2025-07-28京都大学
細胞膜から遊離した高活性FDH変異体によるDET型反応のイメージ(©京都大学生体機能化学研究室)
<関連情報>
- https://www.kyoto-u.ac.jp/ja/research-news/2025-07-28-4
- https://www.kyoto-u.ac.jp/sites/default/files/2025-07/web_2507_sowa-567fb1a87043217bf1ba7d1b65175cda.pdf
- https://pubs.acs.org/doi/10.1021/acselectrochem.5c00106
界面活性剤不含のヘテロトリマー型フルクトースデヒドロゲナーゼ変異体を用いたヘム1cおよびC末端親水性領域を欠失させた改良型直接バイオ電気化学的フルクトース酸化 Improved Direct Bioelectrochemical Fructose Oxidation with Surfactant-Free Heterotrimeric Fructose Dehydrogenase Variant Truncating Heme 1c and C-Terminal Hydrophobic Regions
Taiki Adachi,Konatsu Ichikawa,Tomoko Miyata,Fumiaki Makino,Hideaki Tanaka,Keiichi Namba,and Keisei Sowa
ACS Electrochemistry Published: July 11, 2025
DOI:https://doi.org/10.1021/acselectrochem.5c00106
Abstract
Direct electron transfer (DET)-type bioelectrocatalysis is a coupled redox reaction between enzymatic and electrode reactions. Such mediatorless reactions are an environmentally safe approach that can be applied to various bioelectrochemical devices. We focused on fructose dehydrogenase (FDH), a membrane-bound heterotrimeric enzyme that catalyzes DET-type d-fructose oxidation.
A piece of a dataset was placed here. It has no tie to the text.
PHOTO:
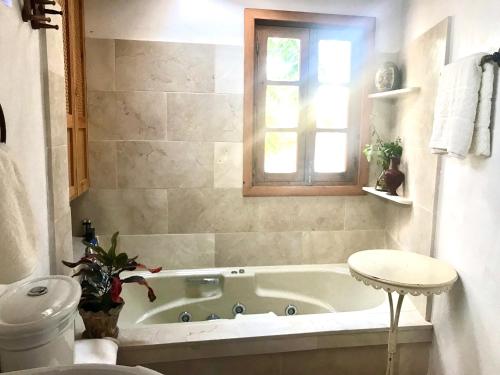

Although the overall structure was recently elucidated, its membrane-bound region has not been completely identified. Therefore, this study assumed that the heme 1c region and C-terminal hydrophobic region (CHR) were bound to the membrane. A constructed double variant (Δ1cΔCHR_FDH) was soluble without any surfactants; additionally, cryo-electron microscopy confirmed that this variant was downsized. Δ1cΔCHR_FDH exhibited a 14-fold higher catalytic current density (11 ± 1 mA cm–2) than that of the wild-type recombinant FDH (rFDH) at multi-walled carbon nanotube electrodes. Kinetic analysis of the voltammograms suggested that downsizing of the enzyme and the removal of surfactants increased the surface concentration of enzymes at the electrode. This study will lead to efficient bioelectrocatalysis, overcoming the interference of surfactants.